Now, the NHL doesn't keep track of the time of possession each team spends within each zone (a shame), but we can approximate this by using shot totals - all shots, including missed and blocked shots. In other words, Corsi (For an explanation of Corsi, see here). The table below thus shows an approximate of the amount of time each team has kept possession in the opponents' zone. I've included the actual Points each team has accumulated per game as well in the table:
|Rank (Possession)||Team Name||Possession (% of time in the Offensive Zone)||Points Per Game|
|24||New York Islanders||46.3%||0.833|
|29||New York Rangers||44.3%||1.308|
Now you'll notice two quick things about this chart:
1. First, The teams you'd expect to be in the top of the league, for the most part, are the best possession teams.
2. Despite #1, a whole bunch of teams aren't doing as well in the standings as we'd expect from their ability to drive possession forward.
#2 seems like a contradiction. If possession is so important, why are both Dallas and the Rangers below the Islanders? The answer brings us back to shooting percentage. In both Dallas and NYR's cases, both teams have managed a supernaturally good shooting percentage this year. However, remember what we said above....in the short run, high and low shooting percentages are mostly flukes. Both teams' #s will drop, and as they do, their inability to drive possession will cause regression - making both teams fall back to the pack. On the opposite side of the spectrum is Detroit, who is dominating possession but can't get the puck in the net at a good rate. They're likely to bounce back. Detroit's decline this season is just an illusion. Fear the Red Wings.
Of course a second factor is what causes the oddities such as Dallas, NYR, and of course Edmonton this year to stand out despite being abysmal at driving possession: Goalie performance. All three teams have had ridiculous goalie performances thus far. To some extent, the Rangers can count on Henriq Lunqvist keeping them in games despite their awful play - though he's not a .929 goaltender. But Dallas' Kari Lehtonen and Edmonton's Nikolai Khabibulan are NOT goaltending stars and both of whom are going to collapse hard. And with them, both of their teams will collapse. These teams are not dominating, they're just getting really lucky with goaltending. Luck runs out.
Unfortunately, the Isles' poor offensive (and defensive - since keeping the puck in the opponents' zone naturally reduces goals) performance is NOT likely to regress as the sample size increases because they've been abysmal at keeping the puck in the offensive zone. Only the Rangers are worse in the Eastern Conference at getting the puck where it should be - in the offensive zone - and the Isles are 23rd overall. In fact, the Islanders' possession numbers looks identical to last year's Islanders' possession numbers - INCLUDING the numbers from our horrible slump. If we remove the horrible start from last year's numbers, the Isles this year have been worse. Quite simply put, if the Islanders' inability to drive possesion continues, the team is very likely looking at a 14th place finish.

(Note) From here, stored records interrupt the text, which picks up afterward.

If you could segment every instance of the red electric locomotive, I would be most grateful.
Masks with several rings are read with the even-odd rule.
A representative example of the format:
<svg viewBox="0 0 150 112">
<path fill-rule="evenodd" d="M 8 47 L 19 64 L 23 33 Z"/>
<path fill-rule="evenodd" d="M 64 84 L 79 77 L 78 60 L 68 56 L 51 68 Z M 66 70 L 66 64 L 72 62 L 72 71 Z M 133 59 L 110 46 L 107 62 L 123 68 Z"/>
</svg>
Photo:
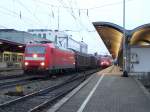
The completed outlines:
<svg viewBox="0 0 150 112">
<path fill-rule="evenodd" d="M 102 57 L 100 59 L 100 66 L 101 68 L 107 68 L 109 66 L 111 66 L 112 62 L 111 59 L 109 57 Z"/>
<path fill-rule="evenodd" d="M 25 49 L 24 71 L 75 69 L 75 54 L 53 43 L 29 44 Z"/>
</svg>

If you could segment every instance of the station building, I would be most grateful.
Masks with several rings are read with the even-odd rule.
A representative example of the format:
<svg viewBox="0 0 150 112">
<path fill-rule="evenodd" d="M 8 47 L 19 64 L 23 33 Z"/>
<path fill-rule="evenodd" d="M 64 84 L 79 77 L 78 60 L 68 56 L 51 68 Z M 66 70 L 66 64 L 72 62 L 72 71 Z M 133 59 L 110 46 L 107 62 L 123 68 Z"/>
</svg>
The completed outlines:
<svg viewBox="0 0 150 112">
<path fill-rule="evenodd" d="M 145 59 L 145 62 L 134 62 L 132 63 L 131 48 L 133 47 L 149 47 L 150 48 L 150 24 L 144 24 L 138 26 L 132 30 L 125 29 L 125 37 L 123 36 L 124 28 L 110 22 L 93 22 L 95 29 L 97 30 L 100 38 L 103 40 L 104 44 L 108 48 L 110 54 L 114 60 L 118 61 L 118 64 L 123 66 L 123 40 L 125 39 L 125 47 L 127 53 L 127 69 L 130 69 L 130 65 L 134 64 L 135 66 L 139 63 L 143 65 L 149 59 Z M 149 55 L 149 54 L 145 54 Z M 134 58 L 134 57 L 133 57 Z M 138 56 L 135 55 L 137 60 Z M 143 58 L 143 57 L 142 57 Z M 134 60 L 135 61 L 135 60 Z M 147 66 L 148 68 L 148 66 Z"/>
<path fill-rule="evenodd" d="M 21 67 L 25 45 L 43 40 L 28 32 L 0 29 L 0 68 Z"/>
</svg>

But it's still early! Things could very well change, and in fact they should. But for us to figure out what the problem is, and for the team to change things to fix the problem, it has to figure out what is the cause - or who is the cause - of this possession problem. Assuming I have time (a big if, I'm sorry), in parts 2 and 3 of this series we'll look at what are the likely causes of the problem.